In fact, I was looking forward to the day — and to seeing Jake.
When I got back to the bookstore I could hear Natalie and Angus laughing, and my spirits rose. I settled down at the computer and tried a search for “Jane Powers.” I found a wealth of info on her. Granted, the bulk of it pertained to the last twenty years. Back in sixty-seven, when she had first popped up on the radar, the media wasn’t quite as intrusive or aggressive in its pursuit of political figures. And Jane had not been a political figure. She had been the lovely and self-effacing wife of a political figure. Smart girl that she was, she’d done her best to stay out of the limelight — the best that one could do if one had her heart set on marrying a US senator.
According to the official bio, she was born in New Haven, Connecticut. She had been orphaned at an early age. She had lived with relatives and moved around a lot. She had put herself through college — Scripps, a college for women in California — graduating with honors in ’66.

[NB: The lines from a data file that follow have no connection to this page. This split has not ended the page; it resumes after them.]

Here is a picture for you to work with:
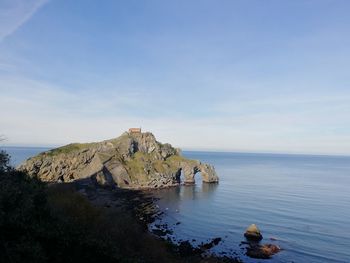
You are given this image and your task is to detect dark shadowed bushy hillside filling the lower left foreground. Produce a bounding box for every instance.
[0,153,175,263]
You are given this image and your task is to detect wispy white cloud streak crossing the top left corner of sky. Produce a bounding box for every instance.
[0,0,48,42]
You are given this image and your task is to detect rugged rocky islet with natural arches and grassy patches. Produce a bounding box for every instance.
[17,132,219,189]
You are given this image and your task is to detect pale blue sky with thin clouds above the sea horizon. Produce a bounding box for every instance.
[0,0,350,155]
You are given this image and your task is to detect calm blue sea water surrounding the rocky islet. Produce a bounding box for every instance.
[5,148,350,263]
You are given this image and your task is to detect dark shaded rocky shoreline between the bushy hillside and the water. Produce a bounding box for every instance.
[69,180,242,263]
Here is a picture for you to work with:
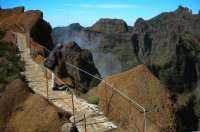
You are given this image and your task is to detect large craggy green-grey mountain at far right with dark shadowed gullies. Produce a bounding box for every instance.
[132,6,200,92]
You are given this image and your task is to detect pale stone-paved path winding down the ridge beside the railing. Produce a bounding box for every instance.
[16,33,117,132]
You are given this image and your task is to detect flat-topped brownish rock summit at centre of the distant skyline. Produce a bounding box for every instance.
[90,18,128,34]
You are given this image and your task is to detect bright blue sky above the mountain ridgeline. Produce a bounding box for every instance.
[0,0,200,27]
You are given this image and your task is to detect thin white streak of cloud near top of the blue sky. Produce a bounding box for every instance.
[79,4,136,9]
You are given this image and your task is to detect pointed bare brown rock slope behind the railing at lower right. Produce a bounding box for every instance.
[98,65,176,131]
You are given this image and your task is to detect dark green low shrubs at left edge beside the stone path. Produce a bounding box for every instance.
[0,30,24,92]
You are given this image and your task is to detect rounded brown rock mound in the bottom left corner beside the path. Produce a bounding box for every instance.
[0,80,66,132]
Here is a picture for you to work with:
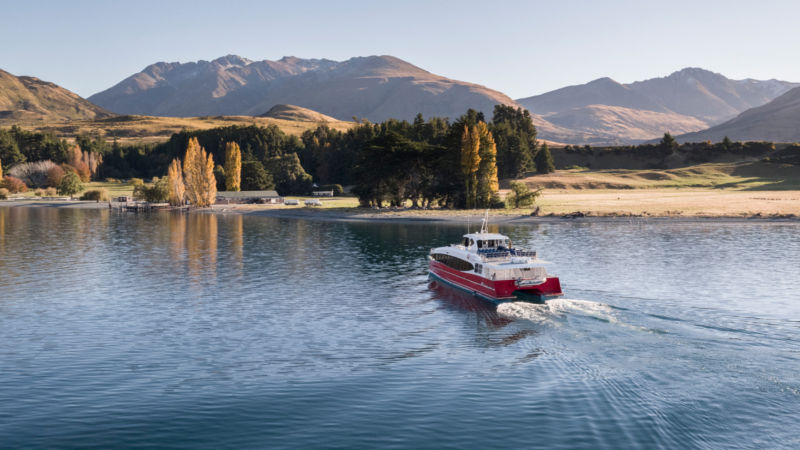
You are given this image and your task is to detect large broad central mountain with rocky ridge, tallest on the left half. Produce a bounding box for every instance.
[89,55,516,121]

I admired the shrewdness of it. The bare facts were accurate and verifiable. The real story was in all that was left out. Putting the pieces together, I guessed that after her brother went missing, Jinx had left Dan Hale — I concurred with Jake that it looked on the surface like she had believed Hale had been, at the least, partially responsible for Jay’s disappearance — and dropped out of sight. During those missing years, she had attended Scripps College.
Senator Bruce Powers’s younger sister was also a student at Scripps and had provided the intro. After marrying Powers, Jinx had proved the perfect political wife: beautiful, intelligent, charming — and very much in the background. Literally. She was liter
ally smiling in the background of nearly every photo of Bruce Powers.
In ’69 she had delivered a set of photogenic twins: Christopher and Charlotte — and helped secure her husband’s reelection. The Powerses were the perfect political family, a California dynasty.
I was deeply engrossed in the tale of Charlotte’s messy divorce when Jake arrived — shortly before Lisa was due. Which was good, because I wanted time to warn him that she was accompanying us on this jaunt to Beverly Hills.
“Hi,” I said, coming out to meet him. Jake smiled, a white flash in his tanned face. He was wearing tailored slacks and a sports shirt in a deep forest color that brought out the green in his eyes. He looked relaxed and handsome and successful. I was happy to see him; it felt natural to move to kiss him hello.
I instantly realized my mistake. Kissing in public? Kissing in front of Angus and Natalie and for all the world to see? I was already pulling back, trying to make it look like I’d sort of lost my balance and weaved forward, when he stopped me — hand on my shoulder — and kissed me.
Just a casual graze of mouths. Just a taste of him. Just as though we had been kissing each other hello in public for years.
I had to reach back to steady myself on the sales desk.
“Hi,” Jake returned.
Instinctively I looked around, expecting… Natalie was smiling as she flipped through a stack of sales receipts, Angus had his back to us as he spoke to a customer, the customer wasn’t paying attention — no one was paying attention. No one thought anything of that kiss. That casual brush of lips that could never have happened five weeks earlier.
No one seemed to notice what felt like one of the most important moments of my life.
Even Jake was looking at me like he was about to ask if I was feeling all right.
The shop door bells jangled, and I looked over expecting to see Lisa. Instead I got a gander of Detective Alonzo’s smiling face headed our way.
“Well, well, well,” he greeted us jovially, his gaze zeroed on Jake. “It’s the Hardy Boys. Dick and Peter.”
“Ugh,” Natalie said. It could have been her hangover talking, though it did nothing to defuse the situation.
Alonzo’s broad face took on a dusky hue, and his shoulders bunched up with defensive aggression. “I got more questions for you, English.” To Jake, he said, “And you step one inch out of line, Riordan, and I’ll bust your ass. You’re not a cop, remember? You don’t get to hide behind your shield now, and you don’t get to use your authority to cover up for your little playmates anymore.”